The algorithm we wrote is not perfect: it probably does not detect all estimates and may pick up some incorrect point estimates and/or standard error. However, based on quick non-automated checks we ran, these potential issues seem very limited. Retrieving all this information via careful reading of the abstracts would have been extremely cumbersome. This automated analysis is an important time saver. Importantly, the analysis carried out for this literature could be easily replicated for another literature, based on the code used and described in this document.

Selecting articles and retrieving metadata

We use the fulltext package to get the abstract of each article corresponding to our search query.
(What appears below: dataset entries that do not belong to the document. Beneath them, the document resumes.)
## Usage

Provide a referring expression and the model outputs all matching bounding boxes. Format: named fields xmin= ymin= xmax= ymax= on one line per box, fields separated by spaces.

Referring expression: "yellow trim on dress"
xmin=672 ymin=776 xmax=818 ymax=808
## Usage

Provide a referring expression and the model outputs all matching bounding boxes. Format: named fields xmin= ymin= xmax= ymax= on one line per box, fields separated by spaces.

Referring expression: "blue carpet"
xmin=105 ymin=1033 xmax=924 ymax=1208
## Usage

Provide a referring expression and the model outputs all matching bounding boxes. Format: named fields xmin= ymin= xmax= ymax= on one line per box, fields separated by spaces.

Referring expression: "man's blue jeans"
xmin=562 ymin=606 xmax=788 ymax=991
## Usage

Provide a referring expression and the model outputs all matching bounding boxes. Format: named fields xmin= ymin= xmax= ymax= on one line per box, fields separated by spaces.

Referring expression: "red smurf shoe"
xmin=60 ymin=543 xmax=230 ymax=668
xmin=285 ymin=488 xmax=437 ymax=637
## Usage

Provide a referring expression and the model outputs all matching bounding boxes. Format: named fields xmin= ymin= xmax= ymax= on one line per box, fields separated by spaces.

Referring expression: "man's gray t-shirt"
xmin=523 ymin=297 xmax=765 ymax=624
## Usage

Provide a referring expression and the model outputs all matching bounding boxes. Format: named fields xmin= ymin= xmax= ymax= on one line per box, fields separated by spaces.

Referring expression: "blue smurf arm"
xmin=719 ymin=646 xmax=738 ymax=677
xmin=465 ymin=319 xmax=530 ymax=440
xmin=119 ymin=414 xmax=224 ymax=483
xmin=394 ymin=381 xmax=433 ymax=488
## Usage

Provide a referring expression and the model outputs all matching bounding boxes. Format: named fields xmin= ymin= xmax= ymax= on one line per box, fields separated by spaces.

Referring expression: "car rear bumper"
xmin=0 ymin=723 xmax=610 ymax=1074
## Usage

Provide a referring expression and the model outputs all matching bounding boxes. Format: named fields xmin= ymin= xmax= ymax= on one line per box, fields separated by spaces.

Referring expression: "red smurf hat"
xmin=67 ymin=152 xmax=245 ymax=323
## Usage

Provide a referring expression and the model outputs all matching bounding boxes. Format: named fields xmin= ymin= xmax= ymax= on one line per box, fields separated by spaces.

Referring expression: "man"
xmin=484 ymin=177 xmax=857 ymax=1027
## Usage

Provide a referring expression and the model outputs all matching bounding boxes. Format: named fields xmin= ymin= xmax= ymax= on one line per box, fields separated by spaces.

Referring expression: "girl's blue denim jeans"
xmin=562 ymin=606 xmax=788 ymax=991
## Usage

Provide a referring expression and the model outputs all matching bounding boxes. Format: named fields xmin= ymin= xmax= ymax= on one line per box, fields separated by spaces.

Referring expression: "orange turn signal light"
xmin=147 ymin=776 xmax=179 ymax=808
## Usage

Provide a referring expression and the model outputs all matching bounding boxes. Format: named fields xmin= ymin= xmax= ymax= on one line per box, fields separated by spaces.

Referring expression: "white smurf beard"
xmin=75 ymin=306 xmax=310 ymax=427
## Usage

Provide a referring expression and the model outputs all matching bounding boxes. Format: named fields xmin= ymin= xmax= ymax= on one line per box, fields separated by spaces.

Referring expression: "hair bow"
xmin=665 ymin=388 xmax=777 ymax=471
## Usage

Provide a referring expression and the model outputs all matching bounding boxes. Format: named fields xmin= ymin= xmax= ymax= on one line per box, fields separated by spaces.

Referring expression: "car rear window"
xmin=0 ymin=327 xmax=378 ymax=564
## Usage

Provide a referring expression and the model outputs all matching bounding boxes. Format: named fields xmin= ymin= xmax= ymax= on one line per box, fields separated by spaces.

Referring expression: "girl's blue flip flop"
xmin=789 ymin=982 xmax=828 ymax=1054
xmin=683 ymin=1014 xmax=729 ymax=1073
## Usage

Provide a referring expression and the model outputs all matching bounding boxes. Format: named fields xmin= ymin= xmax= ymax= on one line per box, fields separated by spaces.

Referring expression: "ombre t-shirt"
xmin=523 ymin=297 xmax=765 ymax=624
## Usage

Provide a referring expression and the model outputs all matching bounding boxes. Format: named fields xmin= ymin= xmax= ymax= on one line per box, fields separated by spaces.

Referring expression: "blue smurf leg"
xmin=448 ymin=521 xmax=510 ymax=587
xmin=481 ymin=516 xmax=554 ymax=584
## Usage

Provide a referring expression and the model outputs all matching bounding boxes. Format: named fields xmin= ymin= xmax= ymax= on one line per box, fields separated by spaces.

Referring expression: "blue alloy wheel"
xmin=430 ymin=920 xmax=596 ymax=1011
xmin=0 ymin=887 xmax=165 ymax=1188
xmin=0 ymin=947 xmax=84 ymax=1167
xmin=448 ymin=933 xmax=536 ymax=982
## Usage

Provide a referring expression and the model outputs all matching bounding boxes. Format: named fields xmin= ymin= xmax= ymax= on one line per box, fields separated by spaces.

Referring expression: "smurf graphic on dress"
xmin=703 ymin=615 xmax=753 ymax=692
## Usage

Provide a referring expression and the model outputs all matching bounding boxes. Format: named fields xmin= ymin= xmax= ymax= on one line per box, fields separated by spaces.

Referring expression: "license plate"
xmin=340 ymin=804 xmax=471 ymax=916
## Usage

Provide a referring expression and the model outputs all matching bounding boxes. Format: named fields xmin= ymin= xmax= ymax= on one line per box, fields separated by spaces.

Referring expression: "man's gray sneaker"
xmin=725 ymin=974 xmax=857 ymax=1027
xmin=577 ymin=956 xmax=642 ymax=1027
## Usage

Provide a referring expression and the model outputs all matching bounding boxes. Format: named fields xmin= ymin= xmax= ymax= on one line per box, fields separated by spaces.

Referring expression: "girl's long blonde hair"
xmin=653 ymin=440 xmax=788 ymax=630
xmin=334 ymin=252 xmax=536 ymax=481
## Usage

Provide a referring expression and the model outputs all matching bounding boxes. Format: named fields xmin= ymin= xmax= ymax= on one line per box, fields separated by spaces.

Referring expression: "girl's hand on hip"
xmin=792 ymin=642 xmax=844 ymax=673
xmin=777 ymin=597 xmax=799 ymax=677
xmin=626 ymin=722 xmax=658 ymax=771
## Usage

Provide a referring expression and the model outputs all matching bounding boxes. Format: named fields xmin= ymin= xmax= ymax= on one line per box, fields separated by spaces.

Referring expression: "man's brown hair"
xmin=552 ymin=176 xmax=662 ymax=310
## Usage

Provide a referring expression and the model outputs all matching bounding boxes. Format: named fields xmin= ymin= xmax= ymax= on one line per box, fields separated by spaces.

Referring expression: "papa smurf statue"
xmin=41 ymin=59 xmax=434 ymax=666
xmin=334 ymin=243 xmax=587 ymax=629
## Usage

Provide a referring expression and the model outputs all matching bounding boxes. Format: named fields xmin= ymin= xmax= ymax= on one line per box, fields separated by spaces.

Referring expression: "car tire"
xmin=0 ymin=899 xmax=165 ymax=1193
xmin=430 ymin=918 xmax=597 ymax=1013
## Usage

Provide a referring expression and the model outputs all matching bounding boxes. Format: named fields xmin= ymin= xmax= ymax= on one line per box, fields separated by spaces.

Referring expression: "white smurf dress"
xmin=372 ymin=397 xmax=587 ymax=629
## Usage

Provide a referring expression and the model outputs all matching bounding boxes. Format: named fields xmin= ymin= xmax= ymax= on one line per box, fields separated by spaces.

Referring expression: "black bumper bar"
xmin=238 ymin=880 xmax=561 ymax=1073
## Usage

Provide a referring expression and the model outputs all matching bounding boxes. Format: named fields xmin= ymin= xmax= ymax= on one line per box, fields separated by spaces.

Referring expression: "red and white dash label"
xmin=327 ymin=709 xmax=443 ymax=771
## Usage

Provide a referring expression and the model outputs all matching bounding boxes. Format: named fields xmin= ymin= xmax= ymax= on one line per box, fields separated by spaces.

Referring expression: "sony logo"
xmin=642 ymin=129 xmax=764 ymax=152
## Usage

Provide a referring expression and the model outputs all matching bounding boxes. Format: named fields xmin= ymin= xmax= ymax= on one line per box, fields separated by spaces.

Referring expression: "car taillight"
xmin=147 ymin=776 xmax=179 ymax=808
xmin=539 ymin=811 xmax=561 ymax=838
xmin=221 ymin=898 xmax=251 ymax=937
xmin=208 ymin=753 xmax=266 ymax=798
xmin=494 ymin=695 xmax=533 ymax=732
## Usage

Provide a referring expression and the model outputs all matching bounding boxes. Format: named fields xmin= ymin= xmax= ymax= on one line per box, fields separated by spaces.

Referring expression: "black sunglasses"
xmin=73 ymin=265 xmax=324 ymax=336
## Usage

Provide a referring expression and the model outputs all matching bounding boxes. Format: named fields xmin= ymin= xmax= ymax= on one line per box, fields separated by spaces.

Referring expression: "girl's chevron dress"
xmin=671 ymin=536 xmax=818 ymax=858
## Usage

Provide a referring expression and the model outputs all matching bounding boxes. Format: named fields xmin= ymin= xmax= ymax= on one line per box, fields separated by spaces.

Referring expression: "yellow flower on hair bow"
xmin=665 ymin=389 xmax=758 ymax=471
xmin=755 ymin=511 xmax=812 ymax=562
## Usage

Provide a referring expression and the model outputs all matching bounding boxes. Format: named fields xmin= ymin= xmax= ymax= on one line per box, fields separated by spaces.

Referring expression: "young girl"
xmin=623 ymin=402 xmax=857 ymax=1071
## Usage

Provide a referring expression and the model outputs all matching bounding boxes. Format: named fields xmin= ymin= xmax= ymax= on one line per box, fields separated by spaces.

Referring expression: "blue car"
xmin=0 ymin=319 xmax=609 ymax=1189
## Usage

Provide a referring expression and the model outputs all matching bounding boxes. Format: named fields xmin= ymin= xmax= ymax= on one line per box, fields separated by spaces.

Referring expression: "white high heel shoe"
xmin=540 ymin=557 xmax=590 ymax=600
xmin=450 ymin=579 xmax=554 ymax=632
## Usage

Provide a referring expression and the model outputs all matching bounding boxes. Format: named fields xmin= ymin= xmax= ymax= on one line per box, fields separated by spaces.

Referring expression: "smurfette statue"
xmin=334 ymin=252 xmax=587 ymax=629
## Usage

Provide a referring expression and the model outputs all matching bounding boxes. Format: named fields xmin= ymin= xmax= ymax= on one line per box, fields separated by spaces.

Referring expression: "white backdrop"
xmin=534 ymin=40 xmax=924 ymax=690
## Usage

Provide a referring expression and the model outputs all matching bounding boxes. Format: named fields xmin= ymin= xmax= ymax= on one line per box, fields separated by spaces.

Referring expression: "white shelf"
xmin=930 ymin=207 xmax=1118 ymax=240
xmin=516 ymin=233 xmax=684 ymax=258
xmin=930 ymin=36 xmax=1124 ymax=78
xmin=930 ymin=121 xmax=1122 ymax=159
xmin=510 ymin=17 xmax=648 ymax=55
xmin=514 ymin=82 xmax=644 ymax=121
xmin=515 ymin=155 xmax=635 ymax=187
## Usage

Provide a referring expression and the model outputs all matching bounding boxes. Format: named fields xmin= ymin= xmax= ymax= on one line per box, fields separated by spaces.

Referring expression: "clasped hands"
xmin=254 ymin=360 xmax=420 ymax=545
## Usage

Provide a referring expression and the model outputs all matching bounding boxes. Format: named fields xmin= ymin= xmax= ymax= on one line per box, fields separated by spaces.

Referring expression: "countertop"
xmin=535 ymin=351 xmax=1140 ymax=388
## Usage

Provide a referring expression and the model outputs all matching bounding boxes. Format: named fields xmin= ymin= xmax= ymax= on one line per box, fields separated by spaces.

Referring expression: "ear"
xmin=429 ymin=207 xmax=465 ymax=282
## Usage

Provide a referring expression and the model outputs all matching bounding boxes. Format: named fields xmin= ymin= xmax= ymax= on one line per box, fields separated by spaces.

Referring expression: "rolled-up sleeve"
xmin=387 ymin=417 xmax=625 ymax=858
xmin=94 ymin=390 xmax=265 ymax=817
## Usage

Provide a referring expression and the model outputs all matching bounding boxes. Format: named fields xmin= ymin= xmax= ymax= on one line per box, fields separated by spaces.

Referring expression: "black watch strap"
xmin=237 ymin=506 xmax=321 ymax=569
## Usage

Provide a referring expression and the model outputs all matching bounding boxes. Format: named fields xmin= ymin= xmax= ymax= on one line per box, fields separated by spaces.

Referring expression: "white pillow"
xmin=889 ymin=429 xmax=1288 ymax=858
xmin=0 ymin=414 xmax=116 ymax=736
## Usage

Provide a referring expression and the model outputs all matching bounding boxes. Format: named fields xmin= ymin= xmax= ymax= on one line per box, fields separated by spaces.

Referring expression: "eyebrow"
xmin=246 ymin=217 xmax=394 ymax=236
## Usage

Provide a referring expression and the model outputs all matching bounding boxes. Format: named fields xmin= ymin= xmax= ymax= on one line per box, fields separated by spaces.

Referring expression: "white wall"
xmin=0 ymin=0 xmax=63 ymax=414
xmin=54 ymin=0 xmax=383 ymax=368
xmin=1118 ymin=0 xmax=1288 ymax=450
We focus on articles published on Scopus and Pubmed. To access Scopus API, one needs to register to get an API key (stored in the .Renviron) for Elsevier and a Crossref TDM API key. Pubmed articles are accessed via Entrez. An API key enables to increase the number of requests per seconds from 3 to 10. More information on authentication is available on the fulltext manual.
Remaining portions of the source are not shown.